State v. Gainey

Decision Date01 September 2009
Docket NumberNo. 29143.,29143.
Citation977 A.2d 257,116 Conn.App. 710
CourtConnecticut Court of Appeals
PartiesSTATE of Connecticut v. Ontario I. GAINEY.

Kent Drager, senior assistant public defender, for the appellant (defendant).

James M. Ralls, senior assistant state's attorney, with whom, on the brief, were John A. Connelly, state's attorney, and David A. Gulick, assistant state's attorney, for the appellee (state).

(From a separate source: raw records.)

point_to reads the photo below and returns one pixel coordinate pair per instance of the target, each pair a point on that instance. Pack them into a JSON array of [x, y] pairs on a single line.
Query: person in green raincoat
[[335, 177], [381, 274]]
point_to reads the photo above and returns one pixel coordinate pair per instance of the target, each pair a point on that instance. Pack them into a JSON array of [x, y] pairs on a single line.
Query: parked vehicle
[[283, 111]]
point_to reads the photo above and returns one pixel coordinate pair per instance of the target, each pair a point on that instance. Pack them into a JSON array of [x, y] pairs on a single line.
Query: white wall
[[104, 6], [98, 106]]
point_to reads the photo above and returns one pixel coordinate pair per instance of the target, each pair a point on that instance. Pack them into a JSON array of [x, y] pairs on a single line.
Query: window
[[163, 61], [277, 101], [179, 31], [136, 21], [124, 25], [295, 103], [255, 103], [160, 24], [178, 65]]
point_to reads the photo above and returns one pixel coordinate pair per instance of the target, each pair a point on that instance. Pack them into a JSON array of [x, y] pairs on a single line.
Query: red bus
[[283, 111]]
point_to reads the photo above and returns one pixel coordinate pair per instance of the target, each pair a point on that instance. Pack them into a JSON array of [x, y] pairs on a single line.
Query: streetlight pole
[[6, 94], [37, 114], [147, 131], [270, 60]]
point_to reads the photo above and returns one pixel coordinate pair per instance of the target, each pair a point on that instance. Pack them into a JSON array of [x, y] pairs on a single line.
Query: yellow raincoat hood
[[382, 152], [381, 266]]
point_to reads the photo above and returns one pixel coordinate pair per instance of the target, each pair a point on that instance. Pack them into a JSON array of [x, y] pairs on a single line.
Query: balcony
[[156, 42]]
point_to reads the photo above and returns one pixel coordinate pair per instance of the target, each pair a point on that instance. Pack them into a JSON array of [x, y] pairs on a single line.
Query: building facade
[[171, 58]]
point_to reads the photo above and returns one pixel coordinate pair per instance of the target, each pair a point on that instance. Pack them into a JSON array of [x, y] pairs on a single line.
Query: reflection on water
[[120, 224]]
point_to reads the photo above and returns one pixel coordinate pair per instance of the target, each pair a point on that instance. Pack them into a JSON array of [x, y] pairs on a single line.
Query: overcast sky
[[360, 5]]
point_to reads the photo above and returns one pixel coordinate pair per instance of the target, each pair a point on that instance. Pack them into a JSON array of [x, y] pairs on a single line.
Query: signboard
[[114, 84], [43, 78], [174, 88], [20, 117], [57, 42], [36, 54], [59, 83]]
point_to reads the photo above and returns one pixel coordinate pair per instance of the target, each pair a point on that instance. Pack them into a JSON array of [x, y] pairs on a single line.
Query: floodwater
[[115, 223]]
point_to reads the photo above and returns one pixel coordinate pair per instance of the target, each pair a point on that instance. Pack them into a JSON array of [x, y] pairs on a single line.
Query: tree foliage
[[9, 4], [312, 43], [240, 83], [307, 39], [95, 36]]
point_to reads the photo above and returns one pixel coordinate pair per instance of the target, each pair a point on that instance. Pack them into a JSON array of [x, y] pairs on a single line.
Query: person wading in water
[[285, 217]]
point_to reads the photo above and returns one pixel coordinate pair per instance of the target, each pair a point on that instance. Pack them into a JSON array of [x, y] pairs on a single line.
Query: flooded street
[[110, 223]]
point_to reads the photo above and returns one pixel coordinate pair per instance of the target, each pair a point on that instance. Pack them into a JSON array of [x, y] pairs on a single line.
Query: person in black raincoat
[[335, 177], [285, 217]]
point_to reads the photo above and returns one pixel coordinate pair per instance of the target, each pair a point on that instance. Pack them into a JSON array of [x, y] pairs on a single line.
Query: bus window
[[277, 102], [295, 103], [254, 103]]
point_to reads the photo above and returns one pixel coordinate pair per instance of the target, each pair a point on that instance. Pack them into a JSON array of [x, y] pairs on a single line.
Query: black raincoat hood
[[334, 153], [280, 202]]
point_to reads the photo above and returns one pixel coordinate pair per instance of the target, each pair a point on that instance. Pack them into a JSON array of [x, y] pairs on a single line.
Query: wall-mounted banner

FLYNN, C.J., and ROBINSON and LAVERY, Js.

LAVERY, J.

The defendant, Ontario I. Gainey, appeals from the judgment of conviction, rendered after a jury trial, of possession of narcotics in violation of General Statutes § 21a-279(a).1 On appeal, the defendant claims that (1) the trial court improperly responded to a jury question regarding nonexclusive possession and (2) the evidence adduced at trial was insufficient to prove that he constructively possessed the heroin found hidden in a car.2 We agree with the defendant on both claims and reverse the judgment of the trial court.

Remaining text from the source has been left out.